Both Indian mythology and Greek mythology refer to creatures who are composites of other creatures. There is the Nava-gunjara of India and there is the Chimera of Greece. But while Nava-gunjara represents divinity, Chimera represents chaos. The one is celebrated, the other needs to be tamed or killed. Increasingly, India’s chaos is being feared and there is a gnawing sense amongst the educated that it will collapse if not tamed, ordered and organized. Is the problem with the beast or the gaze? I am convinced it is the gaze.
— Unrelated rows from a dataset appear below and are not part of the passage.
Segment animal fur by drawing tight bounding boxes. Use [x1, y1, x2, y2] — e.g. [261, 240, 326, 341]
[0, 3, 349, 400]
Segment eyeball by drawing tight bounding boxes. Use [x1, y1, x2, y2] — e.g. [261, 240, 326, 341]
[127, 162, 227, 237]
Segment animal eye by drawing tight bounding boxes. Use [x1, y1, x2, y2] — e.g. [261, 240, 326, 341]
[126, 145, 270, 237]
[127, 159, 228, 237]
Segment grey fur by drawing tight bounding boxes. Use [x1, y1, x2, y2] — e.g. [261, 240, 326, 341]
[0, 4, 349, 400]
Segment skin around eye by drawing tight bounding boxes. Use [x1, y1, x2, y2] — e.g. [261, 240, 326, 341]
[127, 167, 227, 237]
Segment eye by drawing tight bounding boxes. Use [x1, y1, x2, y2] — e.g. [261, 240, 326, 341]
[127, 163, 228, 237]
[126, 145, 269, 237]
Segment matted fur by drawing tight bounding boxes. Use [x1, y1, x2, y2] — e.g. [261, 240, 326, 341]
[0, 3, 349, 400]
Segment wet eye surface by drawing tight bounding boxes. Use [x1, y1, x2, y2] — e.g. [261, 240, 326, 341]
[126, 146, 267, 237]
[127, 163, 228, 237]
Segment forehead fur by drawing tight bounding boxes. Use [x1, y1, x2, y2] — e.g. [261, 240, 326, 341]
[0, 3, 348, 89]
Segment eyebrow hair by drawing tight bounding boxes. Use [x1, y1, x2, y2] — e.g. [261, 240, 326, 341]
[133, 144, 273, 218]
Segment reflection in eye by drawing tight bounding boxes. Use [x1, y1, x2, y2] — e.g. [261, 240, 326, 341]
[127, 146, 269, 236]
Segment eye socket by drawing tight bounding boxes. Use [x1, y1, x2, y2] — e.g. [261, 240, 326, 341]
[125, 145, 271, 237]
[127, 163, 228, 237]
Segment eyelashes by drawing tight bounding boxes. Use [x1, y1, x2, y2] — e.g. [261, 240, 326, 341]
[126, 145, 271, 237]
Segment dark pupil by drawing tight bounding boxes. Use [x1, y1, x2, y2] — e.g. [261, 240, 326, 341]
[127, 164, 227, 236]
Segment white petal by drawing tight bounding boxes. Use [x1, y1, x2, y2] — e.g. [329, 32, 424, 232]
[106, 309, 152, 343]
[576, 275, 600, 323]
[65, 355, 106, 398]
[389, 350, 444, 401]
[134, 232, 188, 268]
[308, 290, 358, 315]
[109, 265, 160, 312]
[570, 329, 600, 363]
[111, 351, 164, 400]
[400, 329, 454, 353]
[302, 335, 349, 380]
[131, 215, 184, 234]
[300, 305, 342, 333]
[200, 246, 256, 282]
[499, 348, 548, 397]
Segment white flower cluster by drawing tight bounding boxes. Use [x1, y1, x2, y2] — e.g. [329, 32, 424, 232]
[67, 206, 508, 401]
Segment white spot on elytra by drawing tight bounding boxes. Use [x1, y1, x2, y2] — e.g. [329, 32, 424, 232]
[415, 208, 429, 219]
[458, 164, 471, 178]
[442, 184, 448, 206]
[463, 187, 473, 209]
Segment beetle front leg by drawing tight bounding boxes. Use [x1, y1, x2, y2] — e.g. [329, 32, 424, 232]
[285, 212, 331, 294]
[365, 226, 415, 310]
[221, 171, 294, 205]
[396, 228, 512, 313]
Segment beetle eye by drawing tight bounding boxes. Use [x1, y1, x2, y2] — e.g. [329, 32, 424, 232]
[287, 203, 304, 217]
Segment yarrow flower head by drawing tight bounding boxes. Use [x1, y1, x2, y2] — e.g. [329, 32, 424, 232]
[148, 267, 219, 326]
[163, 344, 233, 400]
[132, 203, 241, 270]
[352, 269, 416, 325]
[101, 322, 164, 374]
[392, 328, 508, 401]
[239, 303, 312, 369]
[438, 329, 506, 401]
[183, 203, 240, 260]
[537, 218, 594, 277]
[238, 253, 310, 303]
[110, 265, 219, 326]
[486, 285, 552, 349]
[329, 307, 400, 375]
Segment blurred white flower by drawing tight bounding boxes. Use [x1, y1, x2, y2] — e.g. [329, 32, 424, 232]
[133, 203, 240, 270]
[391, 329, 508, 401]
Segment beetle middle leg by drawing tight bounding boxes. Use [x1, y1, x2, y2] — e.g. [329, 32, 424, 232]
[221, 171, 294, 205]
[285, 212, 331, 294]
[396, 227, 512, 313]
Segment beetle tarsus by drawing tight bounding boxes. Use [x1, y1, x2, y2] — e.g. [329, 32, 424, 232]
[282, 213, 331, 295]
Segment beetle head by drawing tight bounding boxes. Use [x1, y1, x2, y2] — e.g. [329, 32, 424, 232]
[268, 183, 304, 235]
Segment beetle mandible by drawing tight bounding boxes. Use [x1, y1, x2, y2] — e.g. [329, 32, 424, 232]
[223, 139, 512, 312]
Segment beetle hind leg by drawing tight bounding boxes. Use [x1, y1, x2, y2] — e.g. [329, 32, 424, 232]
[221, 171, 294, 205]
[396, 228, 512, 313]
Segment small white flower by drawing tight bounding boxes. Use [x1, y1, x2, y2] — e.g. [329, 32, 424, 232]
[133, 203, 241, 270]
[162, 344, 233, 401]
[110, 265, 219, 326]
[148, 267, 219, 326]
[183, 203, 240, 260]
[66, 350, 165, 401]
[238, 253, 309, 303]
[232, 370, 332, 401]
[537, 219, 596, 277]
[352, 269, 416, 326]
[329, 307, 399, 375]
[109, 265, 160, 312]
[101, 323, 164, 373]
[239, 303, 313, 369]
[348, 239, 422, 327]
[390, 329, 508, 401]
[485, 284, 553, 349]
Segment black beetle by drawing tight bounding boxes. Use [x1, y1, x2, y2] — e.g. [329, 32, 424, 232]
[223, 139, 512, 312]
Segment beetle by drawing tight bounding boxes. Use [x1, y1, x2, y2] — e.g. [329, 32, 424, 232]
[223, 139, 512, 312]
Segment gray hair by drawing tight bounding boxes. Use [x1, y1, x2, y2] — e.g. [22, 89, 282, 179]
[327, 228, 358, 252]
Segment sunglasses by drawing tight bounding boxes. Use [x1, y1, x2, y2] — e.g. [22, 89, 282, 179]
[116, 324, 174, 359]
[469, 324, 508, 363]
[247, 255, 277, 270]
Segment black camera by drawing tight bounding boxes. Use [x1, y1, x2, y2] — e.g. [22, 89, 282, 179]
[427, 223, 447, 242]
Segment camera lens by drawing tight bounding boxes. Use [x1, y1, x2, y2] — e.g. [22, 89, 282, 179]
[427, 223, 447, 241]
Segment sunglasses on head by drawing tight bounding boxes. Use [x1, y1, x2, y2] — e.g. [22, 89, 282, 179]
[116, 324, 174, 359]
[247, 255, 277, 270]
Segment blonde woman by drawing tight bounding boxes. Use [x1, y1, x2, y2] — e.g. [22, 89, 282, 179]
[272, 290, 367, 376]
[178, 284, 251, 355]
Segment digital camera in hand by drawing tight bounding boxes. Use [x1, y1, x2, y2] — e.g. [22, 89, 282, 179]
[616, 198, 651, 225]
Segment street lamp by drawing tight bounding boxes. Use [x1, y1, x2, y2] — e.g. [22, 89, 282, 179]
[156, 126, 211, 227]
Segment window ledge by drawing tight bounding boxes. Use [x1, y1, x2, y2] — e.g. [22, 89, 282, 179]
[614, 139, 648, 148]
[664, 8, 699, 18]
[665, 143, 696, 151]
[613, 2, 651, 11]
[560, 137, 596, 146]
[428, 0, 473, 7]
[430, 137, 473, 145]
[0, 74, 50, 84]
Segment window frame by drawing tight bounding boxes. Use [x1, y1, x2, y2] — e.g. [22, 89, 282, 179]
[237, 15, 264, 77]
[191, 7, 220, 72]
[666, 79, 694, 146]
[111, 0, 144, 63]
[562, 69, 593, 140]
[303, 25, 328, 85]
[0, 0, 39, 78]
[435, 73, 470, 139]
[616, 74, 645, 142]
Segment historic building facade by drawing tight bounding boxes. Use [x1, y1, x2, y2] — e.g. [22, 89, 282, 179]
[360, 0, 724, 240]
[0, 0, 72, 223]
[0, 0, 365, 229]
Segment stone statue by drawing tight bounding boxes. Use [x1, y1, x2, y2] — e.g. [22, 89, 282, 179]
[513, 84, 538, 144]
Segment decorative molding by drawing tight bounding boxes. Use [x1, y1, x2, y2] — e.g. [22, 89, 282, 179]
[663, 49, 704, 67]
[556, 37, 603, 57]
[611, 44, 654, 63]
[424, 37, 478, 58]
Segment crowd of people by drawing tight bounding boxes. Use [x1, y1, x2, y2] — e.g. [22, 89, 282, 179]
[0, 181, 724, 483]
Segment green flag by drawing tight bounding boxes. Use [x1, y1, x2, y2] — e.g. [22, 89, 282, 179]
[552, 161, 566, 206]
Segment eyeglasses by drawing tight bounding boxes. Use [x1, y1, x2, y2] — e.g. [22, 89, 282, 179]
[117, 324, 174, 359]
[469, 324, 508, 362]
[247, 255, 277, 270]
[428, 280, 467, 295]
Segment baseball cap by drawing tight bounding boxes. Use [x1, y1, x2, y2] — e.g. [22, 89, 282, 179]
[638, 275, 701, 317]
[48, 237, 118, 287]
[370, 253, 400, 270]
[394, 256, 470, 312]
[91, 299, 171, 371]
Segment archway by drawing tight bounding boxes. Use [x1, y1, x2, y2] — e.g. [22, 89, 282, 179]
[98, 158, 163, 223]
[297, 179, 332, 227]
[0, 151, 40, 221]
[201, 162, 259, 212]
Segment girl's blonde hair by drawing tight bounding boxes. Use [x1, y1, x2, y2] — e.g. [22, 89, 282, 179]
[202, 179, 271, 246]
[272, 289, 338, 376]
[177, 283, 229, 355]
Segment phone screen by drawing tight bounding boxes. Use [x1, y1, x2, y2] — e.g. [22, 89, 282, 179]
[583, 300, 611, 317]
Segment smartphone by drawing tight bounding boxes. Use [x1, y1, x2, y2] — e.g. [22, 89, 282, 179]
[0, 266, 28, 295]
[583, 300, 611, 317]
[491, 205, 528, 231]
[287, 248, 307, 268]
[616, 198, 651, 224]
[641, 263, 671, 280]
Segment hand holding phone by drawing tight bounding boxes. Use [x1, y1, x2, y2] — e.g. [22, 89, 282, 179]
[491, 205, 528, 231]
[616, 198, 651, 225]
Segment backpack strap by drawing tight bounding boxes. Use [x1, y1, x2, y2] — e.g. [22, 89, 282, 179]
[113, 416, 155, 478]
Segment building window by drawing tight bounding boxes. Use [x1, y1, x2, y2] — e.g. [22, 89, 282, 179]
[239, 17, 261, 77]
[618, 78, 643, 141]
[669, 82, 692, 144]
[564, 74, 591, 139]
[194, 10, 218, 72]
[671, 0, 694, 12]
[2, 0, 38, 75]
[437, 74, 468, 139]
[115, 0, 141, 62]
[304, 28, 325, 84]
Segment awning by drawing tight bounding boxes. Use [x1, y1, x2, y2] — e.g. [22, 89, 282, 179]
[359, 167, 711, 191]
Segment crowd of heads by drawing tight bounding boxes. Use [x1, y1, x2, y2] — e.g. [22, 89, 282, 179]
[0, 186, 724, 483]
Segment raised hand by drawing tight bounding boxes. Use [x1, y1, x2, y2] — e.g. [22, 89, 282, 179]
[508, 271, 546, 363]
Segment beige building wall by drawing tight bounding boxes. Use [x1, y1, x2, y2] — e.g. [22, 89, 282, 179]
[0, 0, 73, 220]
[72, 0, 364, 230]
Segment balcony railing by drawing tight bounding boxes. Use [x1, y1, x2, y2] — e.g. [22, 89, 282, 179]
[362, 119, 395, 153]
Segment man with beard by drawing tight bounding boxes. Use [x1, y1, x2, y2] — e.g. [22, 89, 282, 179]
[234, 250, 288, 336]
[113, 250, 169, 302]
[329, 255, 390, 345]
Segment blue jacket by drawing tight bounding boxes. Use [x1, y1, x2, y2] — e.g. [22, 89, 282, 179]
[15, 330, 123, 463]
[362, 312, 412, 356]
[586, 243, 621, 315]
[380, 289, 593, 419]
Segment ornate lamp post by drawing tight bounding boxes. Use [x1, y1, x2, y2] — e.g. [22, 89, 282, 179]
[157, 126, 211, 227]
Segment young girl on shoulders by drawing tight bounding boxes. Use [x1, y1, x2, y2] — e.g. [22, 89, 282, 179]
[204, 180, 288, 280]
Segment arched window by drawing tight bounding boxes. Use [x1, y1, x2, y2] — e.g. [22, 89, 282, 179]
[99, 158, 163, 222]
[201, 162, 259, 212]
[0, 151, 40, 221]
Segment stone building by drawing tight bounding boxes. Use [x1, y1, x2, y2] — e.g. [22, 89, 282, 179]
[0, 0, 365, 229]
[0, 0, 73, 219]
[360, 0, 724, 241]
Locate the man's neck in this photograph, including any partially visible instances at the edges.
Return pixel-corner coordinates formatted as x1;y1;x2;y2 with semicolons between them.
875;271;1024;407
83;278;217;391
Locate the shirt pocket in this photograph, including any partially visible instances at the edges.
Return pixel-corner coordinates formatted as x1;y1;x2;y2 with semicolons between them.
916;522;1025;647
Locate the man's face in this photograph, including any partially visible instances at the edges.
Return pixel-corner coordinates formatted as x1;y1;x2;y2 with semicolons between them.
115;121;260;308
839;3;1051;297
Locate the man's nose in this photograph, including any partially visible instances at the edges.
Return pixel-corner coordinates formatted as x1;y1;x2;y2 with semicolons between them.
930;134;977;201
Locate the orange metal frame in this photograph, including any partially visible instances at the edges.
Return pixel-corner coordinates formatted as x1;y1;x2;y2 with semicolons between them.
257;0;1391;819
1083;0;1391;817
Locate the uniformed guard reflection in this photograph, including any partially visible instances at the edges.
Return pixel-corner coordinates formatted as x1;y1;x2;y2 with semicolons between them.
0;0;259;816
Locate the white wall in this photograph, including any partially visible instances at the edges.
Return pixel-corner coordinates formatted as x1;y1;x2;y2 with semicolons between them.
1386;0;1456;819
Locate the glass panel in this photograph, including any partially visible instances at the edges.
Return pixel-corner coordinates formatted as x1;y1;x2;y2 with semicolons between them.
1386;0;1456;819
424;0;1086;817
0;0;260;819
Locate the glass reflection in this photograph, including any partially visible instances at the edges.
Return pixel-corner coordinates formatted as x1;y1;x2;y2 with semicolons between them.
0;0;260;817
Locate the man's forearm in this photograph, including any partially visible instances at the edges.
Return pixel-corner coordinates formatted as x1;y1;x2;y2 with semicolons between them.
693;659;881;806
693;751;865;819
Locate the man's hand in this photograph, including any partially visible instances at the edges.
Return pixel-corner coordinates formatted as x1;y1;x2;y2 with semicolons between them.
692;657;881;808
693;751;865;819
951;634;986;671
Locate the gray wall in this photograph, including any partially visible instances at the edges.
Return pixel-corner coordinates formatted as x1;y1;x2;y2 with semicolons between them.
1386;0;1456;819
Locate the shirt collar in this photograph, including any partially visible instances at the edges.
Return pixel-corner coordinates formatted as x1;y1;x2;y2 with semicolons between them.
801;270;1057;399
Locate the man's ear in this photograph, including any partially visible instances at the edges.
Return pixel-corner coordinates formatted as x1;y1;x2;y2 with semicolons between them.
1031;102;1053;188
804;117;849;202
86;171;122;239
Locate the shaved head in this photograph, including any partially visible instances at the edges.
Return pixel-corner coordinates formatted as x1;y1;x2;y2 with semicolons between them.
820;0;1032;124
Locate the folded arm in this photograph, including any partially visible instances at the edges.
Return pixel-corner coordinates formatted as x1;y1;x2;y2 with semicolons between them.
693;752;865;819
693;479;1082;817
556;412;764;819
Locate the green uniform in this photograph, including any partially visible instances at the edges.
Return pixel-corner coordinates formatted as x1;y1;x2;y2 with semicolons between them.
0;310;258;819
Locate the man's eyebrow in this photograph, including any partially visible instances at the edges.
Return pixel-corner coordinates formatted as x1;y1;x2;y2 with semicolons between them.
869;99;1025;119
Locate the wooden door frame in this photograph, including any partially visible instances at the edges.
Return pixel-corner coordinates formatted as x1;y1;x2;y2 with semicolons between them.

I recently visited the city of Nathdvara, an old temple city in Rajasthan. The roads are narrow and they wind into a labyrinth lined with shops that have served customers for hundreds of years. Money is exchanged, value is generated. Yet, this is dismissed as the ‘unorganized’ sector. Every shop looks very well organized though the bazaar with its sounds and shapes looks rather chaotic. There is microcosmic order in macrocosmic chaos. Why then is it deemed unorganized? Is it because our educated gaze compares it with the malls of cities, especially Western cities?

Could it be that ‘organized’ means not under central command? A monotheistic view of things. When things are not under one command, then different people think differently and this is seen as anarchy in the west. Conditioned to think monotheistically, we see one right way of doing things. God here being the logical authority. In India, where polytheism flourished, everyone thinking did not create chaos. At the boundary between ‘mine’ and ‘not mine’ negotiations took place and order emerged as everyone balanced their need with that of their neighbor. There was no need for one almighty God – everyone was a God, capable of being benevolent to the other. The result is an effective system, though not the most efficient one.

Polytheism is messy and can never be efficient but it accommodates every one. Monotheism is highly efficient but demands alignment to one way of thinking. It is this gaze that looks down upon cities like Nathdvara and seeks perfect urban planning.

So you build a planned city! For whom is this planned city built? The rich and educated India or the aspirational India or the surviving India or the below the poverty line India. How will the poor be stopped from entering these cities and living on the pavements and setting up slums? Should we stop them? Can the gaze of the urban planner accommodate the poor? But he assumes a system where one has to pay for water and electricity and services of the city. The poor cannot pay for it, that is why they are poor. So we will subsidize it – but who will stop the rich and the powerful from exploiting this subsidy? Lokpal? So we create laws after laws after laws, to create the perfect cityscape, and no one looks at the flaw in the gaze.

The notion of ‘context’ does not exist in modern thought. The word exists because it is politically correct. If there were a genuine acceptance of the idea of ‘context’ then few would be obsessed with planning and laws. Planning demands knowledge of most, if not all, variables as it aims to create a predictable space.

But in a country like India, with a diverse population, not just economically, but also linguistically, and culturally, there are too many variables to predict. The context is dramatically different. Yet we strive to plan – go after ‘5-year plans’ and blue prints for fancy offices and cities, and wonder why everything collapses. It is not about problems with implementation, it is the stubborn refusal to believe in the possibility that Chimera is actually Nava-gunjara.